First, the researchers studied all the images of Mercury’s surface obtained in 2015 during the last phase of missions over it by the Messenger automatic interplanetary station. In 3,000 images, scientists noted only 14 boulders up to 5 meters in size (smaller objects were indistinguishable). Then scientists monitored images of the lunar surface: Mercury is the smallest planet in the solar system, only slightly larger than the Moon, and their surfaces are similar. The resolution of images of the Moon (taken by the Lunar Reconnaissance Orbiter, launched to the Moon in 2009) is much better. Therefore, in order to make a correct comparison with Mercury “portraits” of the Earth’s satellite had to be specially “deteriorated” to the quality of Mercury photos.

“A comparison of the materials led us to the conclusion that boulders occur about 30 times less frequently on Mercury than on the Moon. Of course, this quantitative ratio is not exact. Nevertheless, we can confidently conclude that boulders on Mercury are a much rarer phenomenon than on the Moon,” emphasizes Mikhail Kreslavsky, a researcher at the University of California.

The authors of the paper attributed the difference they found to three factors. The first is the micrometeoroid flow to Mercury. Because of the planet’s proximity to the Sun, it is more than 50 times more abundant and 1.5-5.5 times faster than the flow to the Moon. Microscopic particles of interplanetary dust, hitting the Mercurian boulders, grind them like an abrasive material almost 15 times faster than on the Moon.

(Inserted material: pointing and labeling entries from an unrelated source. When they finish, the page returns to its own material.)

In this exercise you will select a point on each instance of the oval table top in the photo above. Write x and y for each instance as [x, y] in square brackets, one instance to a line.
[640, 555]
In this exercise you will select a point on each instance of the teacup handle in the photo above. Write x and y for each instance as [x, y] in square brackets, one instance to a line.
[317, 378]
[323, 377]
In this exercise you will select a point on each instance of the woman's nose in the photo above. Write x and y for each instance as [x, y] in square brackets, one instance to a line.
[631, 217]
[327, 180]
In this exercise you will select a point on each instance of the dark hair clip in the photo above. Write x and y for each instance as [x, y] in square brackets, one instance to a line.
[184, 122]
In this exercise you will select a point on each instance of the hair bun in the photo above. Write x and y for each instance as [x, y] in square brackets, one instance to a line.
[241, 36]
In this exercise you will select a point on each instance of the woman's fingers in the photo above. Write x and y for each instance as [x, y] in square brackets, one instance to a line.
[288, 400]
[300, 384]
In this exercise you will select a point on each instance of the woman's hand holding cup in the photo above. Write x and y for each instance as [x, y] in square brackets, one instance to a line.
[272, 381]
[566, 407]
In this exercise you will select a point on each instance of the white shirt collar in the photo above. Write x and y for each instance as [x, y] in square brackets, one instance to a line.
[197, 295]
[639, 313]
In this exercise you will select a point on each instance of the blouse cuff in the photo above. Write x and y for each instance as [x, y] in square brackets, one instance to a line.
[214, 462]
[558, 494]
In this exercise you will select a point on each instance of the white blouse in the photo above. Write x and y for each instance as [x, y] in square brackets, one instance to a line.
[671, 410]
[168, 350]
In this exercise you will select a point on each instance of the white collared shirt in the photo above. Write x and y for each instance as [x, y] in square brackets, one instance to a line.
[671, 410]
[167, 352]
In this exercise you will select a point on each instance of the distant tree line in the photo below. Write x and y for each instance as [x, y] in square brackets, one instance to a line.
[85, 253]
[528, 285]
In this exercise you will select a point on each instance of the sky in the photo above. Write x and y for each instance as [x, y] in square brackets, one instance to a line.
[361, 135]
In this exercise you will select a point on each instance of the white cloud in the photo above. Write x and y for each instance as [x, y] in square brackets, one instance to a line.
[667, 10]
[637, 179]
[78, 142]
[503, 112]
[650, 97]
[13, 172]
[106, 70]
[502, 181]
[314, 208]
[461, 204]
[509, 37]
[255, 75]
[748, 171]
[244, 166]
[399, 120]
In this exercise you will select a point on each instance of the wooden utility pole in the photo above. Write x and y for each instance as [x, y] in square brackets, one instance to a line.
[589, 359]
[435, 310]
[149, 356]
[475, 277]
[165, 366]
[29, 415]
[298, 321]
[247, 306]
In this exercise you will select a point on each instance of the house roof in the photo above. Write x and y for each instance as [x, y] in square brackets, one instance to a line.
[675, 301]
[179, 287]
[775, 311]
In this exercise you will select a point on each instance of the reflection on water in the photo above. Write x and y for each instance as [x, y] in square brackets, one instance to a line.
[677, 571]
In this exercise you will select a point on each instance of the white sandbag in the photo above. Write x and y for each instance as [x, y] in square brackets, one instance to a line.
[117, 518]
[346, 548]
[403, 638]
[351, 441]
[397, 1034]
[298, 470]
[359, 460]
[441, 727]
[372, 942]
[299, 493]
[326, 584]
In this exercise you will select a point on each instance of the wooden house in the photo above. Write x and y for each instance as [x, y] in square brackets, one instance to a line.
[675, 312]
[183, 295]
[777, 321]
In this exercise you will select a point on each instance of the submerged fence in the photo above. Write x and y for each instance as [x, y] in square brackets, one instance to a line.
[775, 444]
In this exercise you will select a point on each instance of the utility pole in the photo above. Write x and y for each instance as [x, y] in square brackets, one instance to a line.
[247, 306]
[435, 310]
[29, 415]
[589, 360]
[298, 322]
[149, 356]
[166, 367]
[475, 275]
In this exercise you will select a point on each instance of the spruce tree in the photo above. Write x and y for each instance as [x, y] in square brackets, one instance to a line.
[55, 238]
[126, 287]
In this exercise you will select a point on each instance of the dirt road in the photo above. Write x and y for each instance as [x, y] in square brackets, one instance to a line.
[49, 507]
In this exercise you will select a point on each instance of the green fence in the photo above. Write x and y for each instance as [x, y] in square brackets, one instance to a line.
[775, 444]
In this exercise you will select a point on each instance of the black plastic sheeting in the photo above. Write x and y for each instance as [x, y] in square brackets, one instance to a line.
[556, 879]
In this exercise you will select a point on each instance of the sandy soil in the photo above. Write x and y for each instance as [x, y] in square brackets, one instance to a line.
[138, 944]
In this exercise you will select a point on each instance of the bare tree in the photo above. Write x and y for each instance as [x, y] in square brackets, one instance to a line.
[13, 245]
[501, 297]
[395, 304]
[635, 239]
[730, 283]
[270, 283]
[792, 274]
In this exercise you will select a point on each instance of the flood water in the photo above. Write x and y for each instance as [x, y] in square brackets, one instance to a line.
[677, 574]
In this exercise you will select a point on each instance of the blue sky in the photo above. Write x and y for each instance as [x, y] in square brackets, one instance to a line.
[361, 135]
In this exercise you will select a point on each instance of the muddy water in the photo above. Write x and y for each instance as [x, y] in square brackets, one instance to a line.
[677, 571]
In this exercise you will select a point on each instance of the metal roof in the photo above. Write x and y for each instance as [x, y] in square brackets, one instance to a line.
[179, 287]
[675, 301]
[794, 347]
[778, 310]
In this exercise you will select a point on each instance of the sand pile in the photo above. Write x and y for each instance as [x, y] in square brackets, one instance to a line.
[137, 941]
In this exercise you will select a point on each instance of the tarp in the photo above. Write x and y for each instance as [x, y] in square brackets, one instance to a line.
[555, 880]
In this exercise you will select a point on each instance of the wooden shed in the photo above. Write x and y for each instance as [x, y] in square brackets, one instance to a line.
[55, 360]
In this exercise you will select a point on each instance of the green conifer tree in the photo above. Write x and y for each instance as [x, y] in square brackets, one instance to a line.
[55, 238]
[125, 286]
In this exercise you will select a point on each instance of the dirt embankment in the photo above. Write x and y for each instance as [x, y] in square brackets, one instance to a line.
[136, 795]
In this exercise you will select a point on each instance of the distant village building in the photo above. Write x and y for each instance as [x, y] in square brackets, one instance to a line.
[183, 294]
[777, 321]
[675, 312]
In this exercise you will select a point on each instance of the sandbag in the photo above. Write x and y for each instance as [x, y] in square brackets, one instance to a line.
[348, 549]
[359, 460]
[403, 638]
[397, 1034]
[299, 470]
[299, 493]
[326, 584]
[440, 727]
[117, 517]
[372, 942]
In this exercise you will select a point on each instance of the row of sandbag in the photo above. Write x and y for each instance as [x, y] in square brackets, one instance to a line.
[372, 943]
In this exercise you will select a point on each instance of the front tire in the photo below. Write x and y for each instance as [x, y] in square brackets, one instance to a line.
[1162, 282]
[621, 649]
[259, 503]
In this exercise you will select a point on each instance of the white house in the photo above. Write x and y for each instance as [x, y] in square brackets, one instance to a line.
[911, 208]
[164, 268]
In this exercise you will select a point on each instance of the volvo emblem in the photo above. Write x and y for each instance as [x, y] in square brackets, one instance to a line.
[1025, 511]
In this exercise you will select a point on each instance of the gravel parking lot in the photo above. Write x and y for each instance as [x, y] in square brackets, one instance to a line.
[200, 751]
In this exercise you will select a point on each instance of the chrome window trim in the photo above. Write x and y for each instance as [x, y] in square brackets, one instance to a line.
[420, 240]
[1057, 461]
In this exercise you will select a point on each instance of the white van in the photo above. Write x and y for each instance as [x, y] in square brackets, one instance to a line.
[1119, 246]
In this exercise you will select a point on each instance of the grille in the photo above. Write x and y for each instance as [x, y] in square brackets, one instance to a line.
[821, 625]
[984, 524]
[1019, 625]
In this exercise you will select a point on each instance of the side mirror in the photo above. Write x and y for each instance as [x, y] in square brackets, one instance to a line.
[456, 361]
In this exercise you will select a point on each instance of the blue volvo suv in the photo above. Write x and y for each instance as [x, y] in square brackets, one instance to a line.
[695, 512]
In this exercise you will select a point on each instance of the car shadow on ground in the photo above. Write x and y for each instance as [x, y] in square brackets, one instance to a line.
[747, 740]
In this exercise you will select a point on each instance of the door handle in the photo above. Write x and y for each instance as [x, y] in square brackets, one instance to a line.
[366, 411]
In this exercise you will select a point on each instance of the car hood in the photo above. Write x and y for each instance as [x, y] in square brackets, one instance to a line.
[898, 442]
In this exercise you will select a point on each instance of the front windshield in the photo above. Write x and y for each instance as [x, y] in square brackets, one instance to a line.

The second factor is a thicker layer of regolith (loose soil) on Mercury’s surface, a “product” of the same intense micrometeorite flux. Due to the particular thickness of the regolith, space objects of tens of meters in size, when hitting Mercury, are less likely to “traumatize” the planet and knock out of its soil much fewer boulders. The erasure of boulders by microparticles, combined with the effect of thick regolith, may be the main condition explaining the small number of boulders on Mercury, planetary scientists suggest.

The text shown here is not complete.